I soon realized that one of them had a daughter so similar to Cordy it was frightening. Both have extreme anxiety, same diagnosis, similar sensory issues – and they’re the same age. I truly enjoyed the conversation. Just as Cordy doesn’t have a lot of friends, I also don’t have a lot of other mom friends living within the city.
When Dr. B released the kids, Cordy came out and immediately told me she had a great time. I asked what they did, and she said they introduced themselves to each other, set ground rules for the group, and then played a game together. Cordy also told me she made a friend in the group – who happened to be the girl who seemed to be so similar to Cordy. Interesting. Of course, she couldn’t tell me the other girl’s name or what is was that she liked about her, but hey, it’s a start.
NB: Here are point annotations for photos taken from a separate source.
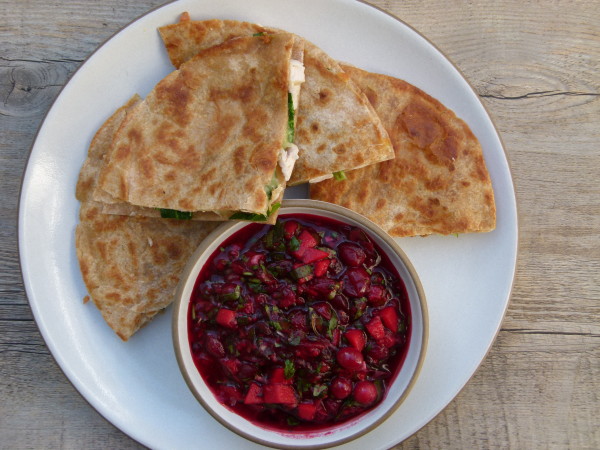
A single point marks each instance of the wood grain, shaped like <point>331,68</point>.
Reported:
<point>535,66</point>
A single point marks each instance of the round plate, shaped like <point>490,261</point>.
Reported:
<point>137,385</point>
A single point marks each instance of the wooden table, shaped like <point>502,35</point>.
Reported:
<point>536,67</point>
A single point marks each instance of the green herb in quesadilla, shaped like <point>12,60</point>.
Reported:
<point>291,114</point>
<point>174,214</point>
<point>273,184</point>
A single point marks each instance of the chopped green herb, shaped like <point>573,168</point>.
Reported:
<point>174,214</point>
<point>332,324</point>
<point>319,389</point>
<point>339,176</point>
<point>295,340</point>
<point>232,295</point>
<point>301,271</point>
<point>302,385</point>
<point>294,243</point>
<point>289,370</point>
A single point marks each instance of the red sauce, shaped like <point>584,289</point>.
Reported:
<point>301,325</point>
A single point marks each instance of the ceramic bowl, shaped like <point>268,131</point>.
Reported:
<point>322,437</point>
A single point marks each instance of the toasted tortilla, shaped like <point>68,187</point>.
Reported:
<point>130,265</point>
<point>198,142</point>
<point>337,128</point>
<point>437,183</point>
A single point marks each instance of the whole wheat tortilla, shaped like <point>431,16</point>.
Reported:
<point>438,182</point>
<point>130,265</point>
<point>337,128</point>
<point>198,142</point>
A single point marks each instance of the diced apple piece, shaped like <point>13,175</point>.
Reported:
<point>356,338</point>
<point>307,240</point>
<point>278,393</point>
<point>307,411</point>
<point>375,328</point>
<point>321,267</point>
<point>313,254</point>
<point>254,395</point>
<point>389,317</point>
<point>289,228</point>
<point>226,318</point>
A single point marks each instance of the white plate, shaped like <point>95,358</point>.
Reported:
<point>137,385</point>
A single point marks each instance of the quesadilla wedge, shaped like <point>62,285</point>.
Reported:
<point>213,137</point>
<point>438,182</point>
<point>130,265</point>
<point>337,128</point>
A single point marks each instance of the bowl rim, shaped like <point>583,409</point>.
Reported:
<point>316,205</point>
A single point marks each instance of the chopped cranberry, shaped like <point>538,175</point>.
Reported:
<point>351,254</point>
<point>290,228</point>
<point>350,358</point>
<point>214,346</point>
<point>375,328</point>
<point>278,393</point>
<point>365,392</point>
<point>226,318</point>
<point>356,282</point>
<point>389,317</point>
<point>356,338</point>
<point>323,309</point>
<point>377,295</point>
<point>321,267</point>
<point>307,411</point>
<point>341,387</point>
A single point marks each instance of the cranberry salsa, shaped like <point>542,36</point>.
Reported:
<point>300,325</point>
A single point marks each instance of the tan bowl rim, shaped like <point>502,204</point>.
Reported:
<point>317,206</point>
I’ve got my fingers crossed that this group will be fantastic for Cordy, and maybe even me, too. I’m hoping she’ll learn how to play within a group and not get upset if things don’t go her way. It would be amazing if Cordy could have friends that she wanted to see outside of when they happened to be right next to her. And I’m hoping to learn better ways to support her through this, and maybe pick up some new wisdom from the other moms.
Hopeful. Ever hopeful.
I’m grateful that we stumbled into this group. I don’t want to change my daughter into someone else, but instead give her the tools to better interact with this world around her, a world which she won’t ever be able to fully escape. With the right tools and support, this kid will do great things.